The Cambridge University spin-out developed a portable and low cost, rapid response disease diagnosis device, aimed at helping doctors make instant and accurate diagnoses for diseases such as malaria and meningitis, but has come into financial difficulties after having trouble finding funding for continued development of its nanotech products.
The news comes as a shock as the company has been the subject of considerable investment, including most recently, a three-year £1.65m development programme, part-funded by a Collaborative R&D grant under the Department of Trade and Industry’s Technology Programme.
As a result of the money troubles, Cambridge Science Park-based Akubio has had to make a number of redundancies, and called in Baker Tilly to try and find a buyer for the company as whole.
“Akubio was founded in 2001 as a spin-off from the University of Cambridge, focusing on the design and supply of equipment to research scientists in a number of fields,” said the appointed administrator for Baker Tilly, Graham Bushby.
“Financial problems developed after the company was unable to obtain further investment to fund the ongoing development of its ground-breaking products.”
Utilising the piezoelectric properties of quartz crystals to enable real time, label-free analysis of molecular binding events, Akubio’s detection method can ‘hear’ viruses and bacteria being shaken off a surface, enabling on-the-spot, rapid detection and determination of molecular interactions.
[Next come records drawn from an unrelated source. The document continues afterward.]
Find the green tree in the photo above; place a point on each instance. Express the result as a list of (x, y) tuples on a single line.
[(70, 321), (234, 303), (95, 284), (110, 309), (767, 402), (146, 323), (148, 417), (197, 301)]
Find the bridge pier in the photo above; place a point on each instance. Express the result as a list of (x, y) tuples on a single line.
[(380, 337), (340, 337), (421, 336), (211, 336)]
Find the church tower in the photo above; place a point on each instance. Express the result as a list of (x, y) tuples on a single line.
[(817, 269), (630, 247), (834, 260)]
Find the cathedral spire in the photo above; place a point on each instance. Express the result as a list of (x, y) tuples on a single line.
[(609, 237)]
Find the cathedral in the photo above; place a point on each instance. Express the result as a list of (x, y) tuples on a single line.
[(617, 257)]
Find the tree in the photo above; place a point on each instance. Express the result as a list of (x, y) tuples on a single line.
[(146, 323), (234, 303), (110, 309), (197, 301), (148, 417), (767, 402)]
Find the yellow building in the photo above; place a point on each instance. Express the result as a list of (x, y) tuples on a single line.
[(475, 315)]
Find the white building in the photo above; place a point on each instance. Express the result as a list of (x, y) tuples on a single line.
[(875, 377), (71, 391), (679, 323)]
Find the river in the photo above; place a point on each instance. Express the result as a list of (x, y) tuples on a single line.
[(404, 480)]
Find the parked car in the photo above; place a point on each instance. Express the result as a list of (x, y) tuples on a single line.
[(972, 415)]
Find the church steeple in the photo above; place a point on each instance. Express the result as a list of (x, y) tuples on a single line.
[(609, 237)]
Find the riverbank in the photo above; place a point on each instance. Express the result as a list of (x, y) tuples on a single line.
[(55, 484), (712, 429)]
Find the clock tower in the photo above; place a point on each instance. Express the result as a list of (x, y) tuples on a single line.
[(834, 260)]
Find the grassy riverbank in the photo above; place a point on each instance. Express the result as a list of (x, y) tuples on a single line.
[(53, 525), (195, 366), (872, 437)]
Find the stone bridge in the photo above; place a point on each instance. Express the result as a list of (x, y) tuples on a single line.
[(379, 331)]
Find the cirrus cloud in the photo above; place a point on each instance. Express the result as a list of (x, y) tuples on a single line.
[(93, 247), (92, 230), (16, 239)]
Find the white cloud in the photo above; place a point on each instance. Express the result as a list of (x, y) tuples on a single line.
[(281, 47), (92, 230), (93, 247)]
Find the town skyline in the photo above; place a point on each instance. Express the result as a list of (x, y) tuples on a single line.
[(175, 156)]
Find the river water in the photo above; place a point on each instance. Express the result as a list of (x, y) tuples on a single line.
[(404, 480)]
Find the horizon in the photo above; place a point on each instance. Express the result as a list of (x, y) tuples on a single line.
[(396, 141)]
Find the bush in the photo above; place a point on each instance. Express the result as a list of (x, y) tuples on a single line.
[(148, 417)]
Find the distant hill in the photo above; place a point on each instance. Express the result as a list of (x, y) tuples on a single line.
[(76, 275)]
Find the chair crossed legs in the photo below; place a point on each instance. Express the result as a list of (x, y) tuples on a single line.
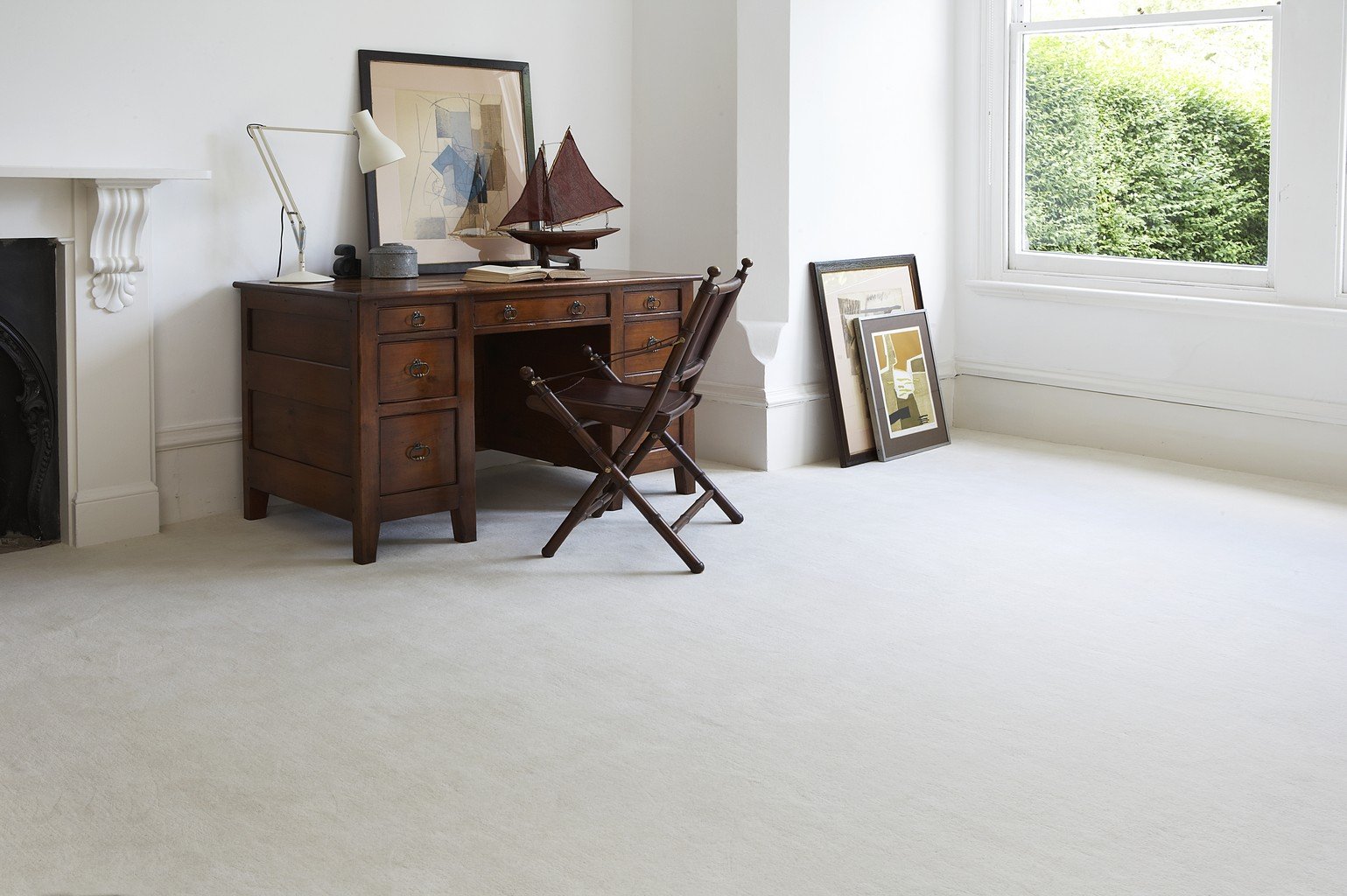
[(645, 412)]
In 2005, BW reported that Akubio was looking at the application of its Resonant Acoustic Profiling (RAP) in bioterror countermeasures, and had seen considerable interest from an unnamed US organisation.
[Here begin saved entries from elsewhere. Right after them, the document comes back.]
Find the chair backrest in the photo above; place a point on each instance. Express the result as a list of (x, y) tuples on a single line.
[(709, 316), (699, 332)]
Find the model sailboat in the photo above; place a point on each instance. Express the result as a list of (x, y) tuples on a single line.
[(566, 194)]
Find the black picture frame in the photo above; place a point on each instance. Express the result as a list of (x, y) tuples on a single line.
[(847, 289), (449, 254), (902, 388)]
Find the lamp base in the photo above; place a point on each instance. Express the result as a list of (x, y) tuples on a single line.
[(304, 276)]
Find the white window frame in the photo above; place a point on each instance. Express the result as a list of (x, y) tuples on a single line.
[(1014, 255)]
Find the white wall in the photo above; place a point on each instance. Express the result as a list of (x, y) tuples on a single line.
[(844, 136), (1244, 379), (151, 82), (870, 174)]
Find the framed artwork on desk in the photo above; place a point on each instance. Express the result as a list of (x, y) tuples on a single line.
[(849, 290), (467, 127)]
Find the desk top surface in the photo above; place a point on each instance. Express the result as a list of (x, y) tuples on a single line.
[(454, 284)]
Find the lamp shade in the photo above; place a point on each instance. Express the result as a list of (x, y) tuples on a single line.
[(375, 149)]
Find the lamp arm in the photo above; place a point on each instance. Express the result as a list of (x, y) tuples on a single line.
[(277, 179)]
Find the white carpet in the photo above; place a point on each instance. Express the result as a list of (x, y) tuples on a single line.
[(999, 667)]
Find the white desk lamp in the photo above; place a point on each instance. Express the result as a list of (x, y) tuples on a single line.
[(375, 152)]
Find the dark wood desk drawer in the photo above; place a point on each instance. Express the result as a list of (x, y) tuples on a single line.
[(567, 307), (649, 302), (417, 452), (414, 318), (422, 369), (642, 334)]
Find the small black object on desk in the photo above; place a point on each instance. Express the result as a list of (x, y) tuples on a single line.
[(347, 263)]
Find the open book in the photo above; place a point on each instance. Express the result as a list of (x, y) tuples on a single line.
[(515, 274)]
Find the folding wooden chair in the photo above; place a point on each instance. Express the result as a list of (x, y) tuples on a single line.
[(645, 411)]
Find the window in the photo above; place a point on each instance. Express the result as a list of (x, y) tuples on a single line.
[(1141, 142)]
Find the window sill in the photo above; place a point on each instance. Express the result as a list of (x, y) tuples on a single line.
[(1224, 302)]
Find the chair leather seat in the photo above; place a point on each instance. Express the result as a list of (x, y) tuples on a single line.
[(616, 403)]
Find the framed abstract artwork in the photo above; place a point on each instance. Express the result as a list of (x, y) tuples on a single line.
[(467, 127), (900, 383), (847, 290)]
It also sold an equity stake in the company to GSK Ventures, in return for the right to the intellectual property, equipment and know-how related to GSK’s piezoelectric crystal microbalance sensor system.
The company said that it has been forced to make half of its existing workforce redundant, leaving 20 people looking for work.
“The remaining key staff are continuing to maintain and protect the business and its intellectual property pending its sale as a going concern,” Bushby said.
Baker Tilly said that it is currently in negotiations with a number of parties interested in purchasing the company.